Zotero_EXFor a first attempt, our process of translation and upload was remarkably successful, but these results are obviously not good enough. Beyond the problems already mentioned – special character issues and missing records in Omeka import – there are other issues to overcome. For example, we discovered that some elements of the field mapping were faulty. Sometimes this was a problem with the translation script, but more often it was a problem with the original data being inconsistent. In complex bibliographic citations, (e.g., items with multiple authors in an edited volume that is part of a series books) students were often excusably confused while working on the data, and some citations they parsed incorrectly. There are also the differences in Italian publishing standards and Garcia y Garcia’s own (understandable on such a large project) personal idiosyncracies that meant information did not always go in the right places.  One strange issue, however, is that the RIS field for “Place”, that is, the location where an item was published, just won’t read into Zotero’s related field. BibTeX seems to have a greater range of fields so we will try that format on our second attempt. Another item to overcome is the absence of an unique handle for each citation that our GIS system can use. That’s just a global application of a serial identifier, in this case, (e.g.) “PBMP_BIB_000001”.

To help overcome these issues, we are enlisting the help of one of my senior undergraduate students, Juliana van Roggen whose Guardstones blog you should also check out for some rugged data analysis and visualization of street stones in Pompeii, a topic dear to my heart. Dedicated to fixing the bibliography, Juliana is working to resolve many of the inconsistencies in the data as well as preparing those data for remapping, multiple imports, and for life online. Her current tasks include:

  1. Using conditional formatting to assign the language of the work and to define its object type (i.e., book, journal, diss, etc.).

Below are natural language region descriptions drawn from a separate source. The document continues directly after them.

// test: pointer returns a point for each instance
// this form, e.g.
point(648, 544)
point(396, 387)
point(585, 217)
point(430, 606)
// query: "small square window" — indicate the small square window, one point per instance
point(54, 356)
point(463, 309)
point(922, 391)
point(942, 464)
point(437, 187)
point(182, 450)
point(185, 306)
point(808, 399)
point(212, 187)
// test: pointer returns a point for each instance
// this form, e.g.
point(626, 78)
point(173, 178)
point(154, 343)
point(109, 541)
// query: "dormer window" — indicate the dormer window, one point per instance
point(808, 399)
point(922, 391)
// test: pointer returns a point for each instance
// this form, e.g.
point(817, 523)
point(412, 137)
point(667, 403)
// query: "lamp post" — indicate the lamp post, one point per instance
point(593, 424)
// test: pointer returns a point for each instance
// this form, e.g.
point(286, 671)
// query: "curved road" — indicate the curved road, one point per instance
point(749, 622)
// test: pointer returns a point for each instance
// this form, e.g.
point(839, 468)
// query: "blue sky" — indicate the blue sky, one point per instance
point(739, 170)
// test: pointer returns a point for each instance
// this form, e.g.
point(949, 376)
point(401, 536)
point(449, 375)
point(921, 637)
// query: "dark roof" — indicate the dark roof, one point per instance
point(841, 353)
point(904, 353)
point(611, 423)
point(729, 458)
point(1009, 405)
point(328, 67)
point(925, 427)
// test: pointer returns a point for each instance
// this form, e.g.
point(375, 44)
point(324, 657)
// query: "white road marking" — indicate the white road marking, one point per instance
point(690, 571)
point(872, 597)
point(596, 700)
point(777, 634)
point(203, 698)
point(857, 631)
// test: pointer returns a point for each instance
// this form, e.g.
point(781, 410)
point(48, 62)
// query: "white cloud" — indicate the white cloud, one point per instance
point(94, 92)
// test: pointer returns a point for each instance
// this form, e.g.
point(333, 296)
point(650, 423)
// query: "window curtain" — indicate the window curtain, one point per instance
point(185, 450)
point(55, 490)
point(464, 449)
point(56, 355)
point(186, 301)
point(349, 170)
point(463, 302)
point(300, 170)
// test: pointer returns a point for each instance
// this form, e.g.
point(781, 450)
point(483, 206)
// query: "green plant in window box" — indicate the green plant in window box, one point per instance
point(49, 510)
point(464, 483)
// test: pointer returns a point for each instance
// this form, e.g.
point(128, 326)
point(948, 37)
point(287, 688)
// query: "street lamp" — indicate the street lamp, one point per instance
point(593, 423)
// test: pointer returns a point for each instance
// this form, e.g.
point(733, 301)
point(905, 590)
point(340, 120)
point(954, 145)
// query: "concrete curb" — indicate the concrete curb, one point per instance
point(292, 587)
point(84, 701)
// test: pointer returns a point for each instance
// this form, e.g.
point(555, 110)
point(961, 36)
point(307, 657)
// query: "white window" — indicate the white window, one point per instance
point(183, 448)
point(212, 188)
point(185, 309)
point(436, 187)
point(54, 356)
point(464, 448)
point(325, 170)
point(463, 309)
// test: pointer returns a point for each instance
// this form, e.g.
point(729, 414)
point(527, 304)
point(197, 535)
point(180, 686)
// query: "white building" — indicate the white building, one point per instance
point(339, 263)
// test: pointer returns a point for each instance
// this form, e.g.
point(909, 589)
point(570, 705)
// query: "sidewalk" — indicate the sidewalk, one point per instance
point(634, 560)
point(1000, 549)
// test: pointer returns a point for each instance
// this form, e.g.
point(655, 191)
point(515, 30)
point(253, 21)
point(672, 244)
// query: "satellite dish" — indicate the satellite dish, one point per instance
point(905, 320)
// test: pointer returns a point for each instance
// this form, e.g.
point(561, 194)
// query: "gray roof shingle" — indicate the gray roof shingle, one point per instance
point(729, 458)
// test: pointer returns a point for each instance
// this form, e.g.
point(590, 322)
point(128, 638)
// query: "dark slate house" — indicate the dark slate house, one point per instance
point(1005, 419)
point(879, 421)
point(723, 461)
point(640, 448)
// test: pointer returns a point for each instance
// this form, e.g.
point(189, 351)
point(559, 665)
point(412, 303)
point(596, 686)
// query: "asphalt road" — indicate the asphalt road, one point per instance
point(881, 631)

  2. Sorting out the journal number issues and preparing to map journal abbreviations to their full names.
  3. Joining the struggle to figure out how to keep the character encoding as citations move from Excel to online.

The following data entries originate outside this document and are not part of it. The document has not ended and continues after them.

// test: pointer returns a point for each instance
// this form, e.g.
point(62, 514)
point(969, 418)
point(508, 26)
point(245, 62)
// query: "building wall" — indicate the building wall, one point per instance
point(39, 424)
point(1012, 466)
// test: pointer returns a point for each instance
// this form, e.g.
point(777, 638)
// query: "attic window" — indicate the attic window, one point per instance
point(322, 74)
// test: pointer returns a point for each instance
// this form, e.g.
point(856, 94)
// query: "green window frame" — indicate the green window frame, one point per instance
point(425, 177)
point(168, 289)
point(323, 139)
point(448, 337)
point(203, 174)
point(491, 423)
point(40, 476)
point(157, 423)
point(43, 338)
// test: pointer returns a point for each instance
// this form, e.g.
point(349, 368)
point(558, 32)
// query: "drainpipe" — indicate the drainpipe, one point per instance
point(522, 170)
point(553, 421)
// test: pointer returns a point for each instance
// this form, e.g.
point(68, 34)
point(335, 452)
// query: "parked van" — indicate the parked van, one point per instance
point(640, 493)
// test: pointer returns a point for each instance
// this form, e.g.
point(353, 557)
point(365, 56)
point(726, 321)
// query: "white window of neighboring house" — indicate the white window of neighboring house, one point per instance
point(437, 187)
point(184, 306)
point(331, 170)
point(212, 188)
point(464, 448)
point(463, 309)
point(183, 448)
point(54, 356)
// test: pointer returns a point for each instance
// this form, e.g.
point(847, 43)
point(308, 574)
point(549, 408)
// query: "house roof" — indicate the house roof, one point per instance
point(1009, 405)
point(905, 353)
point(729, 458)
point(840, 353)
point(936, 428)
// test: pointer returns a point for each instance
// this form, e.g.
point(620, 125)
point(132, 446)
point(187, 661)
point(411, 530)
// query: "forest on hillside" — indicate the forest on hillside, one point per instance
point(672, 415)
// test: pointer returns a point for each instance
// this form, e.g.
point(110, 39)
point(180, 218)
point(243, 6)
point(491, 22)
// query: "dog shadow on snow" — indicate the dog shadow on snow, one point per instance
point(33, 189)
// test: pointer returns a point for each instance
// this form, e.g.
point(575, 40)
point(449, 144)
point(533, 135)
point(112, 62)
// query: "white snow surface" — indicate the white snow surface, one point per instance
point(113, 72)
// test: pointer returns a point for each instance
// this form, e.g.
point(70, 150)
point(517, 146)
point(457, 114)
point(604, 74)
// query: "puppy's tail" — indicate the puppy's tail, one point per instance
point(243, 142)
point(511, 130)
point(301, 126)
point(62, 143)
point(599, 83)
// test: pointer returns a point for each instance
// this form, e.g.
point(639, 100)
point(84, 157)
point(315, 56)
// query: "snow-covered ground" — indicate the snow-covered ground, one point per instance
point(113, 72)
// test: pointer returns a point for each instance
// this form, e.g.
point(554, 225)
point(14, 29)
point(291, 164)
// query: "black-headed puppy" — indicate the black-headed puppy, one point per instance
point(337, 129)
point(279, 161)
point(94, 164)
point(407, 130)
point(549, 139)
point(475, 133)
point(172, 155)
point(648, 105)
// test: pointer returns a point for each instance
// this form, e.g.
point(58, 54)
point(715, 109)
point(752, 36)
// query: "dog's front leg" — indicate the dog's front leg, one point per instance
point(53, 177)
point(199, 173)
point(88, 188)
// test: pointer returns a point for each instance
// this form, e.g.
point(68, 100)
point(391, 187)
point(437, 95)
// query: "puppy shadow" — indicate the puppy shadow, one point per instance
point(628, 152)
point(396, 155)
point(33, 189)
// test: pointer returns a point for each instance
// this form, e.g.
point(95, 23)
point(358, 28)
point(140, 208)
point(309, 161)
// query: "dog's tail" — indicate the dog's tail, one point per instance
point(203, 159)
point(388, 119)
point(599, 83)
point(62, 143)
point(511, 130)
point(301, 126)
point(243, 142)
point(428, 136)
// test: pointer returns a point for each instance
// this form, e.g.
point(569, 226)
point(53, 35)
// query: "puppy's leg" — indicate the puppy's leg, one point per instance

  4. Connecting to full-text objects online, including those 2953 itmes the PBMP has recently received from Hathi Trust and others previously received from Internet Archive.

Once these corrections are made we will be in good stead to run a second import into Zotero and Omeka. It is my hope that at this point the first part of this process – moving from Excel to Zotero – of this process will be finished and not repeated. We should then be able to make changes online directly into Zotero as needed. This means that a second import into Zotero will not likely also be a final import into Omeka. It should be noted that Zotero is not merely a stepping stone in our process, but rather is envisioned as an integral tool in our larger bibliographic resource.  Although we run the risk of redundancy and asynchronous parallel systems, the different functionalities of Zotero and Omeka make keeping them both a preferred option. For Omeka, this means a much more customizable experience of the data. Individual items can be more fully manipulated and groups can be cultivated not only as collections, but also curated as exhibits, turning the bibliography from mere catalog to platform to illustrate and even to make arguments from its contents. On the other hand, with the robustness and rigidity of Zotero’s design comes a greater ability to create and share individual citations and collections. Most importantly, however, it is a more collaborative space where the PBMP can find, collect, and incorporate new or previously unknown references to Pompeii.